Death boat suspects under arrest
Tim Dodd
Australian Financial Review
27 October 2001

Jakarta: Two Indonesian police officers, allegedly involved in the fateful voyage in which more than 350 asylum seekers drowned a week ago, have been arrested, according to the national police chief.

General Surojo Bimantoro said on Friday that the two were being questioned. He added that police were also hunting the people smugglers who ran the operation. There were at least three suspects - a Malaysian, an Indian and an Iraqi he said.

According to sources, the head of the syndicate which sent the boat, an Egyptian known as Abu Quassey, is no longer at his home in Puncak, a highlands tea-growing are 80km south of Jakarta.

Survivors said that Quassey, aided by two Iraqis known as Majid and Khalid, arranged the unseaworthy vessel which sank south of Java.
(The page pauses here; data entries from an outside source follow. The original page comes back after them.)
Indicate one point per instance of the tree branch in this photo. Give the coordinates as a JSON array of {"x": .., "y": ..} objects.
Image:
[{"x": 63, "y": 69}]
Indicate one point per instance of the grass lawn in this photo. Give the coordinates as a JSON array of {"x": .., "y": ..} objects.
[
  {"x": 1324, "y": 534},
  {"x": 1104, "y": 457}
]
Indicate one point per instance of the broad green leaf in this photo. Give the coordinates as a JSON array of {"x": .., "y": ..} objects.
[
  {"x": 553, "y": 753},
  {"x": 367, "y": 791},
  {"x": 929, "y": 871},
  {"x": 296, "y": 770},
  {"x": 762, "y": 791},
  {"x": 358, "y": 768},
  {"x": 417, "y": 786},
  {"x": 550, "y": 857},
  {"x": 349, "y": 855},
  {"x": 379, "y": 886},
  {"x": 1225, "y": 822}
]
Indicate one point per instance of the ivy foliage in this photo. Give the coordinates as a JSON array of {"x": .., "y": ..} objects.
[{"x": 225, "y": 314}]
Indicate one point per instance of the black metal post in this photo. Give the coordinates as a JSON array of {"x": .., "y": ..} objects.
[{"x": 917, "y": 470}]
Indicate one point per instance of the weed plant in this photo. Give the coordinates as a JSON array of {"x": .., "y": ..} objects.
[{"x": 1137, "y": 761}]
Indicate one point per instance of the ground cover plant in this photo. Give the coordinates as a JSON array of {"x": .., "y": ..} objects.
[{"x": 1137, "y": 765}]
Fellow asylum seekers said Quassey was seen paying the police who forced people on board the doomed boat at gunpoint.

Quassey has close ties with Indonesian police and army officers who call the smuggler 'Macam' or 'tiger' according to asylum seekers who have seen them together.

The survivors from the voyage, who were rescued after about 20 hours in the water, believe that the hotel they stayed in before they set out, near Lumpung in southern Sumatra, was owned by a local police officer nicknamed 'Nani'.

Although General Bimantoro admitted his officers could be involved in people smuggling, he rejected the allegation that police had forced unwilling people aboard the boat at gunpoint.

Allegations abound regarding police and army involvement in the smuggling rackets in Indonesia.

A group of 140 asylum seekers - who narrowly avoided disaster in August when, during an attempted voyage to Australia, their boat caught fire and began taking on water - say they were escorted by two uniformed officers. They were unsure whether they were police or army officers. Two people, including a two-month-old baby, drowned on that voyage.

Since the most recent drownings, at least two other boats have set sail for Australia carrying hundreds of people.